Men toiling in the field and foundry, heaving hammers or pinching molten metal with hot tongs, immortalize the age of industry that built Milwaukee.
Cast in bronze, the sculptures perch on the roofline of the Grohmann Museum on the campus of the Milwaukee School of Engineering (MSOE), frozen in their moment of labor. Standing an average of 9 feet tall with each weighing a thousand pounds, the engineering sentinels depict various forms of manual work from a commanding view of the city.

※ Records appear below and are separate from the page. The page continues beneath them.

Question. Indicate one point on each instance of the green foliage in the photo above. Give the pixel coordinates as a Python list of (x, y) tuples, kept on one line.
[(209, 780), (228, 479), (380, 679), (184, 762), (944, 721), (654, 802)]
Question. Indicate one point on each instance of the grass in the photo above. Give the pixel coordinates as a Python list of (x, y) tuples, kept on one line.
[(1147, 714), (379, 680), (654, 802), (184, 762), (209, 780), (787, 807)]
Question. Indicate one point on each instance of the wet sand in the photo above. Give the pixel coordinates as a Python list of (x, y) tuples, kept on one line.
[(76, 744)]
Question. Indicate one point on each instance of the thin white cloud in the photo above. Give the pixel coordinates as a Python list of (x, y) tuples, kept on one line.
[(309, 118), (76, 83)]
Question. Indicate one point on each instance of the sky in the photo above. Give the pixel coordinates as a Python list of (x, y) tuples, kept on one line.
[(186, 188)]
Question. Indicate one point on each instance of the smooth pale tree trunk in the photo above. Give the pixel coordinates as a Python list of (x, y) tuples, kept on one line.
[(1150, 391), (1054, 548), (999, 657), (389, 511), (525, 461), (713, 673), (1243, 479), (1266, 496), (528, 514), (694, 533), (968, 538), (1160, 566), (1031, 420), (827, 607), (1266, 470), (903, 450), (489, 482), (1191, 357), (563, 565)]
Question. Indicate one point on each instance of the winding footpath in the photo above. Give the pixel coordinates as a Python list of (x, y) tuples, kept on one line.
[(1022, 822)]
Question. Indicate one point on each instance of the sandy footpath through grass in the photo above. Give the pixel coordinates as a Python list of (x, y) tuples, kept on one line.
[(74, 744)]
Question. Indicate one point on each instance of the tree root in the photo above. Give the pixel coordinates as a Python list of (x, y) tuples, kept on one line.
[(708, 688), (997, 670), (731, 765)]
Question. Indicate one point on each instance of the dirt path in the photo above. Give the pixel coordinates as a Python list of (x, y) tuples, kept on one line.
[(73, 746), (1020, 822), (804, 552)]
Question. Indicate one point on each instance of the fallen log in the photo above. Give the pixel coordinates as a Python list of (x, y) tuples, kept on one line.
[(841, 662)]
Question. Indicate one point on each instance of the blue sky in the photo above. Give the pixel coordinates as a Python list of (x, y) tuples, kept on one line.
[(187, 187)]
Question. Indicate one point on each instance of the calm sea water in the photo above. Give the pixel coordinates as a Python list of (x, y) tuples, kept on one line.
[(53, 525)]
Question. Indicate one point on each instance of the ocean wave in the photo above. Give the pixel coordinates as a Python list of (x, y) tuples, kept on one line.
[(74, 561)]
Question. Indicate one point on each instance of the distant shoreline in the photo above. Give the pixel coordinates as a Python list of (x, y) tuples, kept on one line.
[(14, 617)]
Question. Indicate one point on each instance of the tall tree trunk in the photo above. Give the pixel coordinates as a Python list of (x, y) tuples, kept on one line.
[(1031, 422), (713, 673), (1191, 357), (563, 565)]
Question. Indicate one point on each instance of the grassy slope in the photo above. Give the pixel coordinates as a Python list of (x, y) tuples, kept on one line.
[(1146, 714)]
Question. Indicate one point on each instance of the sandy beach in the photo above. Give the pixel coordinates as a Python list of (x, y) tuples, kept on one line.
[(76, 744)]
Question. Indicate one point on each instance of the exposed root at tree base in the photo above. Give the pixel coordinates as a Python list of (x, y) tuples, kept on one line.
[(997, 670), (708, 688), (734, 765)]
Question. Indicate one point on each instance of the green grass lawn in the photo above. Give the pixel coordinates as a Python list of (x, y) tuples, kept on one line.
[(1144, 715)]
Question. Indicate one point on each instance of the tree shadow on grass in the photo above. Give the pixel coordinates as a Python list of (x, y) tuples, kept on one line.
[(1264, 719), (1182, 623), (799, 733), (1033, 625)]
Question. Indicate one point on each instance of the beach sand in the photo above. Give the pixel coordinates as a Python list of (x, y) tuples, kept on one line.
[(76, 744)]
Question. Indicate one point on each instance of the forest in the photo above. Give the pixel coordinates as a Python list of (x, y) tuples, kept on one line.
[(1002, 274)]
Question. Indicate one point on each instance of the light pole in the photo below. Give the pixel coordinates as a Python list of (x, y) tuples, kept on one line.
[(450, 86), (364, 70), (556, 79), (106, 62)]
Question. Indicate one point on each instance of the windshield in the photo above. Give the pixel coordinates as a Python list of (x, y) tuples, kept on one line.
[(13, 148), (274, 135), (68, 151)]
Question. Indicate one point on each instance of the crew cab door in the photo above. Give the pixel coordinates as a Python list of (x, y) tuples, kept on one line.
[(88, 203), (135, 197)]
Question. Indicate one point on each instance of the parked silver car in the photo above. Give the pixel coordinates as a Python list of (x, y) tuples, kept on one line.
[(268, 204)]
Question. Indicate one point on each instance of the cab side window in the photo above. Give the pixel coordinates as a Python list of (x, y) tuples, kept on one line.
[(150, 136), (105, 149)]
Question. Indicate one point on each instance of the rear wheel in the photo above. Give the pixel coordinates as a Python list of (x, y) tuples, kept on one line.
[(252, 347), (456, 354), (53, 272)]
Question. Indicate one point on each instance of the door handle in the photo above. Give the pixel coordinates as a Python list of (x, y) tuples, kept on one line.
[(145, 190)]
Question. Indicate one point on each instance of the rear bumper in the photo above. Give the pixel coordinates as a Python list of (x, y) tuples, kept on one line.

The rooftop sculpture garden is more than an extension of Dr. Eckhart Grohmann’s “Man at Work” art collection within the museum. The Green Roof is an energy-saving and environmentally friendly alternative to a conventional rooftop. The plant and grass-covered roof keeps the building cooler in the summer, saves energy, and extends the useful life of the roof. Rainwater is also trapped in the plantings, reducing the amount of storm water runoff that enters the city’s sewer system.
The commissioned sculptures are replicas of smaller bronzes from Dr. Grohmann’s personal art collection, which were fabricated through lost-foam casting. The process transformed the statues from their original size of about 19-inches to larger-than-life scale.
These images were taken just prior to the June 2 fundraising event for Phase II of Innovations & Wellness Commons, which also coincided with the launch of Sculpture Milwaukee, an inaugural project that lined Wisconsin Avenue with 23 world-class works of street art.